Нет, Сын героя — не идиот, не примитив, убеждённый, что за смеситель можно купить все и вся. Он отлично знает, что кое–где и не обломится. Но у него нет комплексов. Если бы он имел герб, на нём был бы начертан гордый девиз: «Добиваться своего!» В конце концов победитель не тот, кто получил меньше щелчков, а тот, кто добился желаемого. Самолюбие, чувство собственного достоинства — понятия неконкретные, а то, что не имеет чётко обозначенной цены, для него и вовсе цены не имеет. Он не хочет быть лидером, это всегда риск. Его устраивает роль шестёрки. Он не трус, но на пулемёт не пойдёт — ни ради других, на даже ради исключительно собственной выгоды. Добьётся своего тихой сапой, не высовываясь. Ну а не добьётся подождёт и, если очень надо, повторит попытку. И в концлагере он выживет, не став предателем. А если уж и донесёт на соседа по нарам, то разве что в самом крайнем случае, когда деваться будет некуда…

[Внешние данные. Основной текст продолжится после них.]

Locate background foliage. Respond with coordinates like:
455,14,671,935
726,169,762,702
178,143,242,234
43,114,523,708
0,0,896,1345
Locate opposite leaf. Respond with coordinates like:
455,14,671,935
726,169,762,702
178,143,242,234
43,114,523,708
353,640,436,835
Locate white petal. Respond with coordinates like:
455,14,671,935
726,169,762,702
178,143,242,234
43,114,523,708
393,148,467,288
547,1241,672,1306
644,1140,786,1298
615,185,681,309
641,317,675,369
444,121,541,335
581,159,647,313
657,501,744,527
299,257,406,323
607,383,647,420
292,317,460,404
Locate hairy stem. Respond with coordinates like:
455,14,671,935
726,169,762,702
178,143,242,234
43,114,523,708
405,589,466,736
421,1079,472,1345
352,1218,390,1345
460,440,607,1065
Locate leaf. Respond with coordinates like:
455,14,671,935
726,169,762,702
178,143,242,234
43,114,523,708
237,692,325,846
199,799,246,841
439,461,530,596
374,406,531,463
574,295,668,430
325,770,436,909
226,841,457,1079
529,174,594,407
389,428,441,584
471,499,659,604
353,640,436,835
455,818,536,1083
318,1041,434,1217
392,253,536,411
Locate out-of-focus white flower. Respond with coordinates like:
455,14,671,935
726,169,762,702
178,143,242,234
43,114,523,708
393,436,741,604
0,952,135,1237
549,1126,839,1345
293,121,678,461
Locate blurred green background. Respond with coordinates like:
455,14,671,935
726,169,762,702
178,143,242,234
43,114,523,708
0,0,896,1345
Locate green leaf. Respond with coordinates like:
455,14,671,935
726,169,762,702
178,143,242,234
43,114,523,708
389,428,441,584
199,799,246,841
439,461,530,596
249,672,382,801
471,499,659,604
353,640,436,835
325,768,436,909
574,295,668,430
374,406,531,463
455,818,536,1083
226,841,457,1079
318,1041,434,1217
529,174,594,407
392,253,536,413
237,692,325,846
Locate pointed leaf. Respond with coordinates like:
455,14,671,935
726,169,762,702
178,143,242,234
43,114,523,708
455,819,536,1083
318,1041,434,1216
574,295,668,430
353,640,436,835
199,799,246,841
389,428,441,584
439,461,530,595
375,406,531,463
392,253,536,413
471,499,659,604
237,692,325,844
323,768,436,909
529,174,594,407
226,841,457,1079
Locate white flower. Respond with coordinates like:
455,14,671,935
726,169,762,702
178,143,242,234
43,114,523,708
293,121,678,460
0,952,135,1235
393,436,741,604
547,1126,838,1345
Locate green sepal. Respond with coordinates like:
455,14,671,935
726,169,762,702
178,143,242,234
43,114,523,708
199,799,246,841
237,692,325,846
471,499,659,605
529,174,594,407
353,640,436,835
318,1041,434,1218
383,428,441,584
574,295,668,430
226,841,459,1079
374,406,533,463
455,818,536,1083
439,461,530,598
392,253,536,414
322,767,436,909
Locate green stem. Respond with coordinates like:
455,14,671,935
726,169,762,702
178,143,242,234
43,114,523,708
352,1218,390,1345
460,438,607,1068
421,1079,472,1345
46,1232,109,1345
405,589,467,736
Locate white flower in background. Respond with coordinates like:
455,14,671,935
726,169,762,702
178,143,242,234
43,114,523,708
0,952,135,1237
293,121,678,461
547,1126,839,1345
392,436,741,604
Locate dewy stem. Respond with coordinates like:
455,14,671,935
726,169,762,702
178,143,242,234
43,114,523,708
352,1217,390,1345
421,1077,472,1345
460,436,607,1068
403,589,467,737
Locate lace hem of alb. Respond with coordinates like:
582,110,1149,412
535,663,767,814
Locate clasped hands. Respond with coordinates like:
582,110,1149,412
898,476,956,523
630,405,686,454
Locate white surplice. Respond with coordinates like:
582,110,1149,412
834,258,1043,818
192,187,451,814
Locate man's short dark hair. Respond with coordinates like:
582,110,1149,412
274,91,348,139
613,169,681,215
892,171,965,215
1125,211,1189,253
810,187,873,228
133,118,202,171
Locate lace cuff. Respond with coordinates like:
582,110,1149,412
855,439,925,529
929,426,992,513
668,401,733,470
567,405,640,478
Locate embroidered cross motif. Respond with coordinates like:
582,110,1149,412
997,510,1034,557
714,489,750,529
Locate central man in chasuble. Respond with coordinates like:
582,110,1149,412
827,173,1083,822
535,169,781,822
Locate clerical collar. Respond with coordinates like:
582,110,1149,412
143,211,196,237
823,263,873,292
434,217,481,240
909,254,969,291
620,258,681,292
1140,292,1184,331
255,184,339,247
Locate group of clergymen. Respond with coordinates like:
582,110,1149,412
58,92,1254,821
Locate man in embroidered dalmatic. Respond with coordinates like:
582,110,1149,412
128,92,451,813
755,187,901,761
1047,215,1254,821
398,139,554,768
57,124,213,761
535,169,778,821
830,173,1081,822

Сын героя мне ясен. И потому его родство с Героем кажется противоестественным. Я не знаю, каким он был, человек, поднявшийся на пулемёт, но верю: шкурничать в нашей обыденной сложно–простой жизни он не стал бы.

Я должен верить в это. И гоню прочь все сомнения. Не верить в это нельзя.

* * *

После работы едем к Толе. В семь вечера панихида. Шурик берёт с собой пачку газет с некрологом — для родственников и соседей.

Нас много — редакция в полном составе.

Лестничная площадка у Толиной квартиры ярко освещена. У открытой двери стоит подполковник. По очереди пожимаем ему руку, говорим слова соболезнования.

Проходим внутрь. Пожимаем руку отцу. Старик — молодец, держится прямо, рука твёрдая.

Идём по узкому проходу между гробом и сидящими у стены женщинами. Толина мать уже не плачет — хрипит. Галя сидит в изголовье, молчит. Редактор наклоняется к ней, что–то убеждённо говорит.

Я смотрю на Толю. Он мало изменился, только лицо стало упрямым, непреклонным. Возле рук, на саване, лежит газета с некрологом. Я ловлю себя на желании сообщить кому–нибудь, ну хотя бы стоявшему в дверях подполковнику о своём авторстве.

Редактор поправляет гвоздику, склонившуюся Толе на плечо, обходит гроб. Мы идём следом. Я отвожу взгляд, чтобы не встречаться с глазами Гали.

Выходим на площадку, как по команде, достаём сигареты.

* * *

Утро. С неба сыплет снежок, первый в этом году. Мы собираемся у Толиного подъезда.

Толю будут хоронить в М. Там родовое кладбище Ножкиных. Через два часа вереница машин пристроится в кильватер автобусу с траурными полосами по бокам. Сорок километров до М. — последний путь Толи.